Vivir el posparto desde nichos es la muerte en vida. Literalmente. La transformación tan heavy del cuerpo, muchos de ellos, incluído el mío, quedaron automáticamente fuera de los estándares socialmente establecidos. Lo que además de todo lo vivido, eso nos sumaba una lucha interna y externa muy cruel. Éramos las diosas creadoras y dadoras de vida de una sociedad, de la cual recibimos críticas y juicio externo. Cero conciliación laboral y familiar, y cero ayudas económicas. Porque seamos honestas, lo que se recibe de apoyo es nulo. Ojo.

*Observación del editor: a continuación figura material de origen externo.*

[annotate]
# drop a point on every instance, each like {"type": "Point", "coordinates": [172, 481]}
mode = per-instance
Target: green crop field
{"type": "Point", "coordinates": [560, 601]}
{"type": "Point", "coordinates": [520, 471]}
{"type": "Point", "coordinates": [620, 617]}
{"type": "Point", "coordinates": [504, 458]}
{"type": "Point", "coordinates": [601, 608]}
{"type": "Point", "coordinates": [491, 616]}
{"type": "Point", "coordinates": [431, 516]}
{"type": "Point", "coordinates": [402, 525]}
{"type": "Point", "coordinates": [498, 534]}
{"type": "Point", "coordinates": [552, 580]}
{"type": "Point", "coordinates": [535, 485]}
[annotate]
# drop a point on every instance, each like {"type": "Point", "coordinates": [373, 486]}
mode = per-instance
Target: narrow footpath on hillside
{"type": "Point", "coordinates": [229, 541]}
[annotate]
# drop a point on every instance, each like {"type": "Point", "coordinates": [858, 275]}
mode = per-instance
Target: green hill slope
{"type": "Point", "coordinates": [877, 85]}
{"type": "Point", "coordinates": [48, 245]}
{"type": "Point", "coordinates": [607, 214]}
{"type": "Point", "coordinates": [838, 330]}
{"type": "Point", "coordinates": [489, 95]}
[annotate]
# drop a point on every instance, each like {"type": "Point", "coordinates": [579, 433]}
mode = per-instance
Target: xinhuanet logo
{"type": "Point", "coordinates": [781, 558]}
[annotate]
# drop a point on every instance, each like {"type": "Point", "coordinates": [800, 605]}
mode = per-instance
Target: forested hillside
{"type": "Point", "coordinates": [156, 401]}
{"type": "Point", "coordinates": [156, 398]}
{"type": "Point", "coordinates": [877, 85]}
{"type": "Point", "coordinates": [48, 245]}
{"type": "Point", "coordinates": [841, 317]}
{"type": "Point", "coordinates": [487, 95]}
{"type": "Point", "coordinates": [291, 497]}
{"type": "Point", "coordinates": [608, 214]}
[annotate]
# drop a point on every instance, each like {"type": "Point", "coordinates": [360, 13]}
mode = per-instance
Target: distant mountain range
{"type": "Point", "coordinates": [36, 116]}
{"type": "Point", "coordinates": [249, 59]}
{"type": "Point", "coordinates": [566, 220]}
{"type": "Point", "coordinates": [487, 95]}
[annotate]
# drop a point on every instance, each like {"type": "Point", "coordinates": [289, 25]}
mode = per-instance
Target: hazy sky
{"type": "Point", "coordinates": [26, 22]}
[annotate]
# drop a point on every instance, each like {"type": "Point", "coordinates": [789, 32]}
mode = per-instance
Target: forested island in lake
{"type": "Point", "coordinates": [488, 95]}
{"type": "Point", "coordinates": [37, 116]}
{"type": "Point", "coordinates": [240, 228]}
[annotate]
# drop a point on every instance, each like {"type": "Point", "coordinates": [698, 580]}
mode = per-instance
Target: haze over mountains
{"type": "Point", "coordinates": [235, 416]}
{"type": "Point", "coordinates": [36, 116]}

Haciendo el cuento corto… A inicios del 2013 me inicié en la fotografía, y conocer más mujeres en posparto fue muy revelador. Creció en mí la necesidad de sabernos

merecedoras de todo lo bueno que la Vida tiene para nosotras,

de sabernos fractales del Universo, de sabernos mujeres cuerdas. Que “simplemente” este portal es realmente muy transformacional en todas, que todo lo que sentimos es lícito y que está bien. ¡Está bien! ¡Y estamos bien! Sin ánimo de nada más, que de darnos voz a todas nosotras, estrené mi página web y el blog lo dediqué a escribir sobre la maternidad. Empezaron a unirse voces, a encontrarnos entre nosotras y después de parir a mi segunda hija aquí en la Tierra en 2015, acabé de gestar y parí también Proyecto Postpartum.

Un lugar donde juntarnos en círculo una vez al año, hacer tribu de madres, hablar de todo lo que acontece en esta etapa, escucharnos, reconocernos en las otras, reír y llorar juntas. Fotografiar nuestros cuerpos de madre, ensalzarlos, celebrarlos, normalizarlos, bailarlos y honrarlos como se debe.

Y se me cae ahora la ficha… de que esto que he venido haciendo estos últimos años es un rito de paso, una ceremonia exaltando todo lo vivido, toda esta transformación, acompañadas por nuestras iguales. Viéndonos y viviéndonos la una al lado de la otra tejiendo puentes desde el amor a la vida. Dando sentido a la existencia. Sintiendo nuestras raíces extendiéndose hasta el corazón de la madre tierra, uniéndose y entrelazándose por debajo, sabiéndonos al fin y al cabo que “todas somos una”, levantando nuestra mirada al cielo agradeciendo estar vivas en este espacio-tiempo, habiendo vivido en nuestras carnes todo lo que vinimos a vivir para

crecer, evolucionar, trascender.


Me voy a la cama un ratito más…

Feliz cumpleaños a mi hija, un ser de luz maravilloso.